Peneliti Rusia Sukses Cloning Sapi yang Hasilkan Susu Hipoalergenik
JAKARTA - Para peneliti di Rusia mengumumkan bahwa mereka telah menghasilkan sapi kloning pertama di negara itu. Mereka juga tengah gennya dengan harapan bisa menghasilkan sapi dengan susu hipoalergenik.
Anak sapi yang tidak disebutkan namanya itu memiliki berat sekitar 63,5 kg., ketika dia lahir pada April 2020. Pada tahun pertamanya, sapi itu ditempatkan di kandang terpisah dengan induknya. Kini setelah 14 bulan, beratnya hampir setengah ton dan tampak sehat dengan siklus reproduksi normal.
“Sejak Mei, dia telah di padang rumput setiap hari dengan sapi-sapi lain dari Institut,” kata Galina Singina, seorang peneliti di Pusat Ilmu Peternakan Federal Ernst dan penulis utama studi baru yang diterbitkan dalam jurnal Doklady Biochemistry and Biophysics.
"Itu membutuhkan beberapa adaptasi, tapi itu terjadi dengan cepat," katanya.
Menurut laporan dari Institut Sains dan Teknologi Skoltech Moskow eksperimen tersebut merupakan kemenangan ganda bagi Rusia. Selain para peneliti mampu mengkloning sapi, mereka juga berhasil mengubah gennya untuk tidak menghasilkan protein yang menyebabkan intoleransi laktosa pada manusia.

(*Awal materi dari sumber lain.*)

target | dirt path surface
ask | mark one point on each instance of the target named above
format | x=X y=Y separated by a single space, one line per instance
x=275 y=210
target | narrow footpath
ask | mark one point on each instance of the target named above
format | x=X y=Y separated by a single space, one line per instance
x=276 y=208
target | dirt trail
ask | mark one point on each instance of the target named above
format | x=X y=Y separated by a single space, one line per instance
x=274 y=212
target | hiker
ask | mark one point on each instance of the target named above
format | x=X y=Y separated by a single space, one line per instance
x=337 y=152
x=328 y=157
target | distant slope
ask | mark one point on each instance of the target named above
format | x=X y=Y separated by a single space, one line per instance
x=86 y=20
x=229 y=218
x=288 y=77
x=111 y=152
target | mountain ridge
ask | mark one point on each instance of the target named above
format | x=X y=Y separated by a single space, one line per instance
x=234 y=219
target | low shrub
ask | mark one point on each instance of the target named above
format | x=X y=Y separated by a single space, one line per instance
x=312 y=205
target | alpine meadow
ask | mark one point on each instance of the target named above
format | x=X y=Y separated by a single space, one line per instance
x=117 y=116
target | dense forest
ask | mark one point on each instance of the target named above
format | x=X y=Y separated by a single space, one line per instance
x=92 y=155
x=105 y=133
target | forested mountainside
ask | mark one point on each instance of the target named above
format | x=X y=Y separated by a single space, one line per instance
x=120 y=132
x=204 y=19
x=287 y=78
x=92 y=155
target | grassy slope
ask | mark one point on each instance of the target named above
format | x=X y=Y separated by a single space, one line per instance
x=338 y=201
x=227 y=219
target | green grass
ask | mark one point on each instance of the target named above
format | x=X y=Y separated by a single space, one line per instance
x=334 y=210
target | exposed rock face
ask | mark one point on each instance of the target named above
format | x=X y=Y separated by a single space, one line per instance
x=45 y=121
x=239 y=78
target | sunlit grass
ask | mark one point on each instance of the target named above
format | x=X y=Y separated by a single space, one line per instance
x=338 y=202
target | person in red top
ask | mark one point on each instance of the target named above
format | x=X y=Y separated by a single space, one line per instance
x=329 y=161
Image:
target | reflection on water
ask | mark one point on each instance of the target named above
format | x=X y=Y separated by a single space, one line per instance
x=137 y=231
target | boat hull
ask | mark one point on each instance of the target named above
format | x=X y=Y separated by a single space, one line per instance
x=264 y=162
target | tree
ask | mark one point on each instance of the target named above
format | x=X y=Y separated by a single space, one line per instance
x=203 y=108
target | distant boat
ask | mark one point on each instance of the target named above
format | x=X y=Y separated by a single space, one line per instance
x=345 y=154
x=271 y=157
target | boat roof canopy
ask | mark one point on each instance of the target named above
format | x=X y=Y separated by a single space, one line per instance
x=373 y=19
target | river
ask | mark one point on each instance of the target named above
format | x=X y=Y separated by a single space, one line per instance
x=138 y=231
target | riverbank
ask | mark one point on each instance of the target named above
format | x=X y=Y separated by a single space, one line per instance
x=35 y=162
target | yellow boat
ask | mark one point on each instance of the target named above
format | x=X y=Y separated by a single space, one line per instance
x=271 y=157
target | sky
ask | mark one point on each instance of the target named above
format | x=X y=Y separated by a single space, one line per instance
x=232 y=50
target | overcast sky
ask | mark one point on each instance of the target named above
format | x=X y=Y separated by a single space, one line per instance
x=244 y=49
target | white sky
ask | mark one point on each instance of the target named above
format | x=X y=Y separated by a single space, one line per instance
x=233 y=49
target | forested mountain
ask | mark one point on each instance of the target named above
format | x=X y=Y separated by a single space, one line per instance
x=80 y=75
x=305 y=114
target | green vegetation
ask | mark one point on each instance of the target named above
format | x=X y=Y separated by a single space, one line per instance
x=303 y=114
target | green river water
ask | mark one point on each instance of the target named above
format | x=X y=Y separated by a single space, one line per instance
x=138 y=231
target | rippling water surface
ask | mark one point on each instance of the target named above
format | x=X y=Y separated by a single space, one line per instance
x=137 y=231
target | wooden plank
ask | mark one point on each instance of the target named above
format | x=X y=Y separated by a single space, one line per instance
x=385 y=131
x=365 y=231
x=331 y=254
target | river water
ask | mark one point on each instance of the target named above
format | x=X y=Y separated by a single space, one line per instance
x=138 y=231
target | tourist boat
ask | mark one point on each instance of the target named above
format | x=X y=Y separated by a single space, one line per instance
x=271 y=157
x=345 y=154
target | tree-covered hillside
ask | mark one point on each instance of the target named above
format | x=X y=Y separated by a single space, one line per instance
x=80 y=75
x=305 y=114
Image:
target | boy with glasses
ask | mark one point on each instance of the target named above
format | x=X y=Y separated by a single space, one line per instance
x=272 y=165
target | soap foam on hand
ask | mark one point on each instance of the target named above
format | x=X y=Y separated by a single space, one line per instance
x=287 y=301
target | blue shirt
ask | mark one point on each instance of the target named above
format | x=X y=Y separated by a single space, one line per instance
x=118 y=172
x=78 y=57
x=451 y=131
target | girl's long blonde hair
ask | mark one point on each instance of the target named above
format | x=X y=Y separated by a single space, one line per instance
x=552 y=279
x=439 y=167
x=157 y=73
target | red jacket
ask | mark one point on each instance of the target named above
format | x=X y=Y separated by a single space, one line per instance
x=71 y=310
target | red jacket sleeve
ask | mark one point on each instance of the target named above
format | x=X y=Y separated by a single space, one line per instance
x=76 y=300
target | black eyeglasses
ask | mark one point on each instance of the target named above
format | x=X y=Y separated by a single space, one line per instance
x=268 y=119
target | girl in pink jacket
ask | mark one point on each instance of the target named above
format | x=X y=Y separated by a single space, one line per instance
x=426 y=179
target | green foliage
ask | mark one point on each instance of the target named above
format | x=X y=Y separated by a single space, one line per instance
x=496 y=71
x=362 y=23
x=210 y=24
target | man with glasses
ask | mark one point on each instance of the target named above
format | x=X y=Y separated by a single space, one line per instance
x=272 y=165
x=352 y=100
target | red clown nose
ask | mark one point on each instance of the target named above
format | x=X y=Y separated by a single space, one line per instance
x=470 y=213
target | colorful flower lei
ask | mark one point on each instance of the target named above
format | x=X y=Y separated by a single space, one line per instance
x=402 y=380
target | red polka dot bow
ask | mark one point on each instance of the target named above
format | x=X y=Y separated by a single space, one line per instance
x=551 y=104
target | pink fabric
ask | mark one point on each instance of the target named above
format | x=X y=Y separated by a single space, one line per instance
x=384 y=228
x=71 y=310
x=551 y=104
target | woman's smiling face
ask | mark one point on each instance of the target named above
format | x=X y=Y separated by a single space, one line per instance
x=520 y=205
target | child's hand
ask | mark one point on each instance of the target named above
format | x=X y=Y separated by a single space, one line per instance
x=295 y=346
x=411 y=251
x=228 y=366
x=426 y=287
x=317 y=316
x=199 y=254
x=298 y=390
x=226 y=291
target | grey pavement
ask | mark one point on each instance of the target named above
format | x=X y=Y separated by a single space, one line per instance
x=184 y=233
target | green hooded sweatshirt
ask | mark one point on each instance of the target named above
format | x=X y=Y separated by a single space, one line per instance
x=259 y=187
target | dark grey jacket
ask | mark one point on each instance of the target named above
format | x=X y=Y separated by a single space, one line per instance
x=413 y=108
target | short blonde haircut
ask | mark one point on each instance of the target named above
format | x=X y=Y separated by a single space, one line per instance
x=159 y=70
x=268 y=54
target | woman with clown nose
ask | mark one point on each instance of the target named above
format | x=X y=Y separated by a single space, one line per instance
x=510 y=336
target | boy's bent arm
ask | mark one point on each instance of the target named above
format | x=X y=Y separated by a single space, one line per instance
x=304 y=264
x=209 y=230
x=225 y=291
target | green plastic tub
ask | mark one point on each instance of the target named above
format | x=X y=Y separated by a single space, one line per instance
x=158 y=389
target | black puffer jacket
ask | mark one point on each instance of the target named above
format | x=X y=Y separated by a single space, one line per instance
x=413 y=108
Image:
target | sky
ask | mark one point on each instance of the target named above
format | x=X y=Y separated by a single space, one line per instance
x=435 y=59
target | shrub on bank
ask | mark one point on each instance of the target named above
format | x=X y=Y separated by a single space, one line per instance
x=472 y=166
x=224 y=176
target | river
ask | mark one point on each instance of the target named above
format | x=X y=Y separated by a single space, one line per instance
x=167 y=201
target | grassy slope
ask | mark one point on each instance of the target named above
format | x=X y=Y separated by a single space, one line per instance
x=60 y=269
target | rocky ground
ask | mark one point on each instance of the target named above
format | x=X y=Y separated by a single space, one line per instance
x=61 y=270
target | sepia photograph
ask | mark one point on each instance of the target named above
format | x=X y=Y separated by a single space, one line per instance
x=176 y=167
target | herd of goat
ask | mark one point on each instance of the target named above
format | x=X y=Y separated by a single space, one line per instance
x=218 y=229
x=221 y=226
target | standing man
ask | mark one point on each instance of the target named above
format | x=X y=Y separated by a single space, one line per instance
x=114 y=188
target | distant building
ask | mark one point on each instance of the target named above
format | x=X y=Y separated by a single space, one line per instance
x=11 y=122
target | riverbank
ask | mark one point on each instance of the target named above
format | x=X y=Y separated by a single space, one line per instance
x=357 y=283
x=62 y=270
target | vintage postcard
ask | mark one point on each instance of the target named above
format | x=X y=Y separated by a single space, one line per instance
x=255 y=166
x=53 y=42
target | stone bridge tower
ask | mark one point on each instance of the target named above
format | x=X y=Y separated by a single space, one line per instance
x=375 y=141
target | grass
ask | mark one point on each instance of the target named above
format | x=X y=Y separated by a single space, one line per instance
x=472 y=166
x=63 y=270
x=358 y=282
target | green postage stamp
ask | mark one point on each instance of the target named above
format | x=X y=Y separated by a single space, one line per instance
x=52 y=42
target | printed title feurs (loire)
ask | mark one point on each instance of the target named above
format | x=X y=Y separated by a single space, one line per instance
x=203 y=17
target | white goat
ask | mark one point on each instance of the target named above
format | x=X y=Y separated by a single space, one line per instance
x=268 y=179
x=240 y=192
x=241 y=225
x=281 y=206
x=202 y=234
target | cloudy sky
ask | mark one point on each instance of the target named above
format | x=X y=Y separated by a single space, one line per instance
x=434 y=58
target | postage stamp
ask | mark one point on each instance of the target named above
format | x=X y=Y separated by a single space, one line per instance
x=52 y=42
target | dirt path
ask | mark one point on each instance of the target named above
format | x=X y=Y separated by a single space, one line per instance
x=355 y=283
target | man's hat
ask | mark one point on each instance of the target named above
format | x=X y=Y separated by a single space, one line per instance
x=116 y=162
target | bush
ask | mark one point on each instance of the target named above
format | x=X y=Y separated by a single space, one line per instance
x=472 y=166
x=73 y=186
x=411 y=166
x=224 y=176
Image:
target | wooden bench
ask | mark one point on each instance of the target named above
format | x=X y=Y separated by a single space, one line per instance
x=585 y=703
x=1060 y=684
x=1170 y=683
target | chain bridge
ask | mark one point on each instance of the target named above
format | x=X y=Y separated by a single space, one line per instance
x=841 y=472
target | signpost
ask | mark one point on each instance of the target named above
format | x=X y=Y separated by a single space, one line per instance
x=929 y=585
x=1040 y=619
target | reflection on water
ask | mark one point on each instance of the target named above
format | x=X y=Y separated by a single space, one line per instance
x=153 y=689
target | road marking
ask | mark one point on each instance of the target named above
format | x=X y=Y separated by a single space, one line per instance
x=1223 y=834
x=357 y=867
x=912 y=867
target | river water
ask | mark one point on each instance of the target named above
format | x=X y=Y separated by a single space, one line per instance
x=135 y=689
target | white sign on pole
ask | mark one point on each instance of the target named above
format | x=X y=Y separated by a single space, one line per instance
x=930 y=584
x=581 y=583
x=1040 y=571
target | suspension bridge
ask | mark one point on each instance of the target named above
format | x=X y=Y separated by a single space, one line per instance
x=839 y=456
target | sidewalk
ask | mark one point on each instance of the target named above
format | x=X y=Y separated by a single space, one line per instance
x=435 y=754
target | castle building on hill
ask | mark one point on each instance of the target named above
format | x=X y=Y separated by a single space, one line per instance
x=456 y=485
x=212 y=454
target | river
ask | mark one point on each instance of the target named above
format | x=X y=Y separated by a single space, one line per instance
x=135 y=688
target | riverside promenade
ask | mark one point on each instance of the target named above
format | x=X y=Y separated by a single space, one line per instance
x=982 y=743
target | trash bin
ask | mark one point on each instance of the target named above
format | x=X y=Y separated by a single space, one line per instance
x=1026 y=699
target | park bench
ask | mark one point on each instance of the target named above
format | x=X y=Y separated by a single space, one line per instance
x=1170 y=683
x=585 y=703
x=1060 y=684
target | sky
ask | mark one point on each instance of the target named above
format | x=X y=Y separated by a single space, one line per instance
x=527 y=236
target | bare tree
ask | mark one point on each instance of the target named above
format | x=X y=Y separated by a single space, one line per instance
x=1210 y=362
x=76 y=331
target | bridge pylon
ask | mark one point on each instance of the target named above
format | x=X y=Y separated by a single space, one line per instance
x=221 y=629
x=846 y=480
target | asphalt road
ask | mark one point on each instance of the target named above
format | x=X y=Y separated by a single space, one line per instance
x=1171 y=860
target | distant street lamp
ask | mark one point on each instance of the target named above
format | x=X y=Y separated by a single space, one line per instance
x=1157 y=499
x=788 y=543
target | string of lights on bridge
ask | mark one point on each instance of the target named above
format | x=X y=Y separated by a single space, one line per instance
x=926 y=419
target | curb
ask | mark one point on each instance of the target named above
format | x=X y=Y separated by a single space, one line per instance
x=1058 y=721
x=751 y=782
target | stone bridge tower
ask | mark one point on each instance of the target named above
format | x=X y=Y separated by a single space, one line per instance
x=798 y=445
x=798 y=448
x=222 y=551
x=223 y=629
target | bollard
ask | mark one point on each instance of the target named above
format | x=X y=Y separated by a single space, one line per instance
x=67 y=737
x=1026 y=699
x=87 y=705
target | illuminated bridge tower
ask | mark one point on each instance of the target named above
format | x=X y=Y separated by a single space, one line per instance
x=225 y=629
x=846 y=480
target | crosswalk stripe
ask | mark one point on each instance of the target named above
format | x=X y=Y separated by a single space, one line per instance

Singina bersama dengan rekan-rekannya di Skoltech Institute dan Moscow State University berusaha 'menghancurkan' gen yang bertanggung jawab atas beta-laktoglobulin. Ini adalah protein yang menyebabkan 'malabsorpsi laktosa,' yang sering disebut intoleransi laktosa, pada manusia.
Baca juga:
Mereka berhasil mengkloning anak sapi menggunakan transfer inti sel somatik (SCNT), dengan inti dari sel biasa donor ditransfer ke dalam telur dengan inti yang sudah dihapus. Embrio yang dihasilkan kemudian ditanamkan ke dalam rahim sapi dan dibawa ke aterm.
Sementara tikus yang dimodifikasi secara genetik adalah fenomena yang cukup umum, memodifikasi spesies lain secara eksponensial lebih sulit. “Pasalnya ada biaya yang lebih tinggi dan kesulitan dalam pemuliaan dan peternakan,” kata rekan penulis Petr Sergiev, seorang profesor di Skoltech Institute.
“Metodologi yang mengarah pada sapi dengan susu hipoalergenik tidak hanya diperlukan untuk pertanian masa depan, tetapi juga proyek yang keren,” tambah Sergiev.
Menurut Institut Nasional Diabetes dan Penyakit Pencernaan dan Ginjal, hampir 70 persen populasi manusia di dunia memiliki beberapa bentuk malabsorpsi laktosa. Hal ini membuat mereka sulit untuk mencerna susu dan produk susu lainnya yang berasal dari sapi.
Mengkloning seekor sapi sebenarnya hanyalah uji coba. Sergiev mentargetkan berikutnya akan mengawinkan sapi itu dengan beberapa lusin sapi lain dengan embrio dengan gen yang sudah diedit.
Tujuan utamanya adalah untuk mengembangkan jenis sapi yang secara alami menghasilkan susu hipoalergenik. “Karena ini bukan proses yang 100% pasti, Anda harus sering melempar dadu, dan itu cukup mahal,” kata Sergiev.